Pram menatapnya dengan tajam.
"Apa kau tidak tahu cara pria, dan wanita berhubungan intim?" Pertanyaan Pram dijawab Hanum dengan gelengan kepalanya.
"Hhhhh, harusnya Pak Basuki mencarikan aku wanita yang sudah janda saja, agar aku tidak perlu mengajarinya. Bukannya gadis bau kencur sepertimu, yang belum mengerti apa-apa!" Pram mendengus dengan perasaan kesal.
"Maju!" Pram memerintahkan Hanum untuk maju mendekatinya. Pram kembali meneliti setiap inci bagian depan tubuh Hanum. Bahkan ia berlutut untuk memeriksa bagian paha, dan kaki Hanum. Lutut Hanum bergetar hebat, ia memejamkan matanya saat wajah Pram berada begitu dekat dengan miliknya.
Pram menegakan punggungnya.
"Cukup bagus, tidak ada kudis, kurap, ataupun panu di tubuhmu. Tapi banyak goresan di kakimu, kenapa?"
"Tergores ranting di hutan," jawab Hanum pelan.
"Tatap aku saat bicara denganku, Hanum!" Hanum mengangkat wajahnya yang menunduk, ditatapnya wajah Pram dengan rasa takut.
"Untuk apa kau ke hutan?"
"Mencari kayu bakar," jawab Hanum polos.
"Kayu bakar? Haah, aku kira di zaman semodern ini tidak ada lagi orang yang memasak dengan kayu bakar! Apa kau juga mencuci pakaianmu di sungai?" Tanya Pram dengan nada sinis mengejek. Hanum menganggukan kepalanya.

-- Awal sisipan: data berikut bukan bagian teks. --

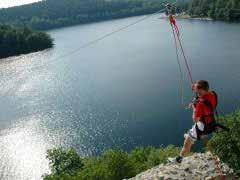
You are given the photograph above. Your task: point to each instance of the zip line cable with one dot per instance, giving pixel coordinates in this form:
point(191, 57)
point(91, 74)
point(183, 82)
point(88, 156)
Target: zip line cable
point(98, 39)
point(179, 66)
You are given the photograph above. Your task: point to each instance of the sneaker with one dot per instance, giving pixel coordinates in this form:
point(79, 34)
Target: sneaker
point(175, 159)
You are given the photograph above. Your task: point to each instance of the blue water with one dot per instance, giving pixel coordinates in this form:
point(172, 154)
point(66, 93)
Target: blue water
point(119, 93)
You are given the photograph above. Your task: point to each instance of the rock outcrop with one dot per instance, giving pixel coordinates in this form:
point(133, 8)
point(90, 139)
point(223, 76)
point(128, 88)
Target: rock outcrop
point(199, 166)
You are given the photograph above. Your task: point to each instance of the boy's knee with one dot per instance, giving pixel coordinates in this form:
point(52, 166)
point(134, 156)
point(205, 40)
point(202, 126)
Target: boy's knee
point(188, 139)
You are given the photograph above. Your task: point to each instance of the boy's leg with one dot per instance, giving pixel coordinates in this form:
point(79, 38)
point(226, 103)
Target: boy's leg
point(186, 146)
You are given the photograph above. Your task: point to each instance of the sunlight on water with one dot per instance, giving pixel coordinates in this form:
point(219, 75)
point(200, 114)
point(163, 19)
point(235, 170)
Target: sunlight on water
point(23, 152)
point(119, 93)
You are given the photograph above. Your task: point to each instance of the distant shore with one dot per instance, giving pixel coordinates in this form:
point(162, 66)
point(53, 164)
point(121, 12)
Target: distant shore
point(187, 16)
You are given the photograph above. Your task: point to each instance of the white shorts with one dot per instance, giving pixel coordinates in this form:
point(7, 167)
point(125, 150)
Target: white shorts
point(192, 133)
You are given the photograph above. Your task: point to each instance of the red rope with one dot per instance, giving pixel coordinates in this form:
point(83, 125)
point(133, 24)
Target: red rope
point(179, 65)
point(176, 31)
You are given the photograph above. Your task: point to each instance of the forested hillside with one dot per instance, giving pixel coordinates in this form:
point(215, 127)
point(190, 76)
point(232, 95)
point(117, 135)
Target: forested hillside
point(57, 13)
point(15, 41)
point(228, 10)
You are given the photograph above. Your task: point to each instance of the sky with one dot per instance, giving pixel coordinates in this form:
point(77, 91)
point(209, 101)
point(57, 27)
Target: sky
point(10, 3)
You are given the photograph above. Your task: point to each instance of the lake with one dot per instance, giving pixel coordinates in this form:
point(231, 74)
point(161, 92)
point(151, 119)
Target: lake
point(121, 92)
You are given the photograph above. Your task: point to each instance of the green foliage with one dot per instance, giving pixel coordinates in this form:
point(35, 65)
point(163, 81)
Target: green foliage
point(113, 164)
point(57, 13)
point(14, 41)
point(227, 144)
point(228, 10)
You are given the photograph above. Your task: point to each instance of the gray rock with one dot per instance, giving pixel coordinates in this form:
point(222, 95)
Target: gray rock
point(196, 167)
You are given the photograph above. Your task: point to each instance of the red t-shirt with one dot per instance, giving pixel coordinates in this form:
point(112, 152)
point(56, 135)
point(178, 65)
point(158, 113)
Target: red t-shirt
point(200, 109)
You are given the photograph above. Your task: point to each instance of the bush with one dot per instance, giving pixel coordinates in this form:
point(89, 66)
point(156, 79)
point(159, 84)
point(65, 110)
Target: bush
point(227, 144)
point(113, 164)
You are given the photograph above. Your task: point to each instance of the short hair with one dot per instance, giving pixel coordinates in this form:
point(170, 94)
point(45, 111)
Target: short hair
point(202, 84)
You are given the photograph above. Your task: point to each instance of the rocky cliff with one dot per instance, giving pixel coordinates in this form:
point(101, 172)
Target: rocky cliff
point(199, 166)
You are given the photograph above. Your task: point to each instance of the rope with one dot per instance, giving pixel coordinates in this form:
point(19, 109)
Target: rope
point(97, 40)
point(179, 66)
point(185, 59)
point(176, 31)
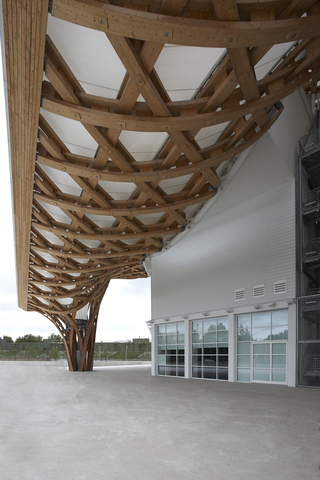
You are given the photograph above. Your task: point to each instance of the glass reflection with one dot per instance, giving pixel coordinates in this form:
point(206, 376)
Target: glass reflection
point(260, 334)
point(223, 336)
point(244, 321)
point(244, 335)
point(244, 347)
point(209, 337)
point(223, 323)
point(261, 319)
point(210, 372)
point(209, 325)
point(280, 333)
point(244, 361)
point(261, 361)
point(280, 317)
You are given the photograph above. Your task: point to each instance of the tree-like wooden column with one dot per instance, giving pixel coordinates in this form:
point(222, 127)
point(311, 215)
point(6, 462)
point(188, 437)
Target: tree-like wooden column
point(78, 327)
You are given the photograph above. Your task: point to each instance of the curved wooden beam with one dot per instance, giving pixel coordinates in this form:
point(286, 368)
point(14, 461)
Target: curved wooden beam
point(159, 28)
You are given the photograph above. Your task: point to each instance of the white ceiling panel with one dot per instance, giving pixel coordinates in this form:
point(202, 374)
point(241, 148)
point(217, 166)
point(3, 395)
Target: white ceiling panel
point(101, 221)
point(149, 219)
point(174, 185)
point(90, 243)
point(56, 213)
point(271, 58)
point(51, 237)
point(62, 180)
point(90, 56)
point(182, 70)
point(47, 257)
point(118, 190)
point(72, 133)
point(209, 135)
point(143, 146)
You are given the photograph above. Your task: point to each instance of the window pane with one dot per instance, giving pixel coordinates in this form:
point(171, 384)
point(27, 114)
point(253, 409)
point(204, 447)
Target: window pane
point(244, 335)
point(171, 359)
point(264, 348)
point(209, 360)
point(209, 337)
point(223, 373)
point(243, 375)
point(223, 323)
point(261, 319)
point(279, 348)
point(278, 375)
point(180, 359)
point(171, 328)
point(196, 360)
point(244, 321)
point(244, 347)
point(171, 350)
point(280, 318)
point(262, 375)
point(171, 371)
point(209, 349)
point(279, 333)
point(209, 372)
point(223, 360)
point(180, 327)
point(278, 361)
point(171, 339)
point(196, 326)
point(244, 361)
point(197, 338)
point(260, 334)
point(261, 361)
point(197, 348)
point(209, 325)
point(161, 359)
point(223, 336)
point(223, 349)
point(197, 372)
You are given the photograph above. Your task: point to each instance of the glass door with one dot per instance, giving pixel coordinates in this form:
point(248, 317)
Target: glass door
point(260, 362)
point(268, 362)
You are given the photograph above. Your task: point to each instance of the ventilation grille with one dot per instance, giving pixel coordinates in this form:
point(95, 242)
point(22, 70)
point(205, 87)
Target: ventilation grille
point(280, 287)
point(239, 294)
point(258, 291)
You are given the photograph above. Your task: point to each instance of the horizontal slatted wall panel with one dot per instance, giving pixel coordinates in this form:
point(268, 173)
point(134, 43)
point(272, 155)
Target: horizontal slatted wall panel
point(248, 245)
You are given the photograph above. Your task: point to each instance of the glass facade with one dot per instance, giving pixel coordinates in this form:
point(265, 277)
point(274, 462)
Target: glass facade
point(170, 345)
point(262, 346)
point(210, 348)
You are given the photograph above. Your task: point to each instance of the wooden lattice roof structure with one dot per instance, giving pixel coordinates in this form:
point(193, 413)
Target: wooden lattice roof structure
point(124, 117)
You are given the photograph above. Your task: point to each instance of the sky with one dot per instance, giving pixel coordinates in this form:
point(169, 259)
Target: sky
point(126, 305)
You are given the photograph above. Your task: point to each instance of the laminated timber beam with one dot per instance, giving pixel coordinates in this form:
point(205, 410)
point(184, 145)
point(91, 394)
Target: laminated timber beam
point(80, 220)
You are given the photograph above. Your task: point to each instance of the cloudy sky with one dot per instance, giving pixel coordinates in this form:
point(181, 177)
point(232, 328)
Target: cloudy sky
point(126, 305)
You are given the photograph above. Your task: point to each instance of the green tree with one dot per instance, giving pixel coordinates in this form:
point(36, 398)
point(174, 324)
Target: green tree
point(55, 338)
point(29, 338)
point(54, 354)
point(31, 353)
point(6, 338)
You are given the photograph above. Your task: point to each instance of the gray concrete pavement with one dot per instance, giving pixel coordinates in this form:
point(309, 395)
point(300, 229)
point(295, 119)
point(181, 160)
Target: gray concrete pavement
point(119, 423)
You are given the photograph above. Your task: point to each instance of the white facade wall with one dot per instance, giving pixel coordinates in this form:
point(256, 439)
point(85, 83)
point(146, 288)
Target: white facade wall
point(246, 239)
point(248, 245)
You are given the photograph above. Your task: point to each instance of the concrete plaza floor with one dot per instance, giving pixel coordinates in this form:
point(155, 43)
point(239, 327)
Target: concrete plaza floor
point(119, 423)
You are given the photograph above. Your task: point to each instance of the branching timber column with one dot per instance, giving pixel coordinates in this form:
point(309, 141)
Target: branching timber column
point(102, 203)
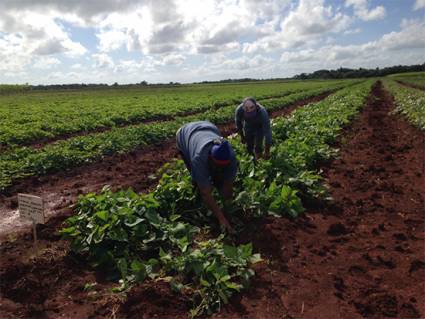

"Kau punya ibu tiri dan saudara tirikan?"
Hanum kembali mengangguk.
"Apa saat kau mencuci di sungai, pakaianmu hanyut, lalu kau bertemu dengan seorang nenek yang memberimu labu berisi emas, hahahaha. Hidupmu layaknya cerita bawang putih, dan bawang merah saja, Hanum!" Pram tergelak karena ucapannya sendiri, sedang Hanum menatap wajah Pram tanpa berkedip. Hanum terpesona dengan ketampanan wajah Pram, ia belum pernah melihat pria setampan Pram sebelumnya.
"Hmmm, sebaiknya kita mulai sekarang. Kau tidak boleh menolak ataupun protes terhadap apapun yang akan aku lakukan padamu. Kau paham!?"
"Ya Tuan"
"Berbaringlah!" Pram menunjuk ranjang besar di belakangnya. Hanum melangkah ragu, tapi dikuatkan hatinya. Ia berbaring di atas ranjang besar itu. Pram masuk ke dalam kamar mandi. Hanum menatap langit-langit kamar dengan berbagai bayangan yang membuatnya merasa cemas, dan ketakutan.
'Kata Teh Dedeh, malam pertama itu sakit, perih, pedih, tapi enak. Apa ada luka yang bikin enak? Bagaimana nanti kalau sakit sekali? Bagaimana kalau aku menjerit terus terdengar tetangga? Bagaimana nanti kalau darah yang ke luar banyak? Bagai ....'
Lamunan Hanum terputus, saat mendengar pintu kamar mandi terbuka. Ia menolehkan kepala, mata, dan mulutnya terbuka lebar, Pram berjalan ke arahnya dengan tanpa busana, Hanum merasa pandangannya mengabur, jantungnya berpacu lebih cepat, kepalanya terasa sakit dengan tiba-tiba. Kecemasan luar biasa tengah menyergap perasaannya. Membuat keringat dingin ke luar dari pori-pori kulitnya.